Thursday, 31 May, 2018 - 12:32 pm

When we think of the 40 years that the Jewish people spent in the desert from the time they left Egypt until the time they arrived in Israel, most people I know define this time as a time of strife, complaining and disrespect. In the Biblical stories, we see the various problems that came up – the Golden Calf, the complaining about lack of water and food, the request for meat, the rebellion of Korach, and of course the story of the spies that caused them to be stuck there for 40 years in the first place. In fact, the Torah says that the people tested Hashem ten times. But the truth is that rather than framing their entire experience in the desert as negative, there is another whole story that is also written in the Torah that we don’t often focus on.

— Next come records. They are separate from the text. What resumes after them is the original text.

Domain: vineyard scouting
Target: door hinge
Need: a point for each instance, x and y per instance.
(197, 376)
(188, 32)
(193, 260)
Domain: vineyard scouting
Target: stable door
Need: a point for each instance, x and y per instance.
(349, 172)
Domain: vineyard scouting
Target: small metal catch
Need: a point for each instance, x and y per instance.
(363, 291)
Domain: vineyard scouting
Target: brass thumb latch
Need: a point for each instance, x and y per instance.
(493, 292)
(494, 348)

One of the stories told in this week’s Parsha, Beha’alotcha, is the way the decision was made to camp in a certain place and how long to stay there before the next journey. There was no council of elders deciding this, nor was it the decision of the leadership or a consensus of the people. The Torah tells us of a cloud that rested above the Mishkan (Sanctuary), and when the cloud would lift, the people would pack up and travel in the direction that the cloud led them. When the cloud settled, they would camp. Imagine what it took to set up camp. 600,000 families had to set up their tents and unpack. The Levi’im (Levites) would set the Mishkan up. Huge beams, long poles, hundreds of feet of cloth, goats’ hair and leather roof coverings, curtains, hundreds of feet of screens and pegs for the courtyard, furniture, all the utensils and all the many items necessary for the sacrifices. 

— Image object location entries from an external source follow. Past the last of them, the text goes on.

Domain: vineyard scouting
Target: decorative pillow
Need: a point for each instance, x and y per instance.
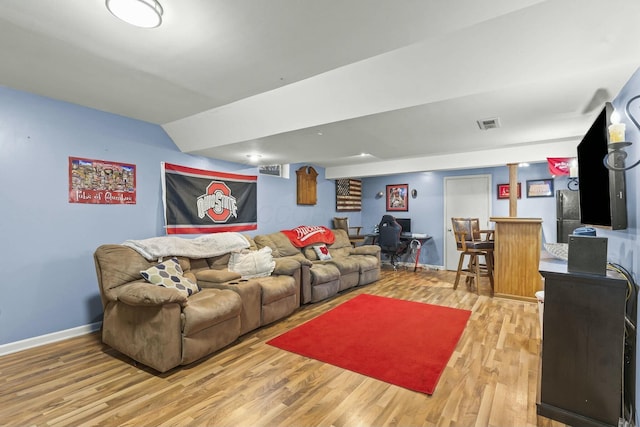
(251, 264)
(169, 274)
(322, 252)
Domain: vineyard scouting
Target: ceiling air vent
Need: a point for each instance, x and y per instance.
(487, 124)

When you go on vacation, how much unpacking do you do? I would imagine that it depends on how long you are staying in the same place. If you are going to spend a while in the same hotel or on a cruise, you unpack everything from the suitcases. If you are just spending a night at a motel on your way, you might just take out whatever you need for the night. Well, all of the unpacking and setting up camp that the Jews did in the desert, including the huge job of setting up the Mishkan, was done without knowing how long they would be staying. As the Torah describes, sometimes it would be only for a long time, and sometimes as short as day and a night! Yet the Jews followed the instructions from Hashem without complaining and, in good faith, set up the camp when shown by the cloud and took it down again whenever the time came.

Another major expression of faith was that they would go to bed every night with no food to eat, knowing that the next morning when they woke up there would be Mann – the heavenly bread that fell each morning – for them to eat. Here again, 600,000 families in the desert going to bed every night without a scrap of food to eat, none of them going to the neighboring countries to find provisions, simply trusting that Hashem would provide for them.

This was a powerful lesson for the people after they had questioned their ability to follow Hashem’s instructions to capture the land. They now experienced the direct involvement that Hashem had in their lives, going where He led them and eating what He directly provided for them. This foundation of faith was a lesson for all times. When we live in a home and eat food that we grow, we often forget about Hashem’s involvement in providing for us. The Torah teaches us that although we may not see it with our physical eyes, in fact where we end up is Hashem’s decision and what we eat is provided by His blessing. We have the choice to live with this faith or not, and we have the choice to do whatever we want when we get to wherever we are. But recognizing this lesson, we are more open to recognizing that Hashem is bringing us to a place for a mission, and our life fulfillment comes from fulfilling that mission, as directed in the Torah.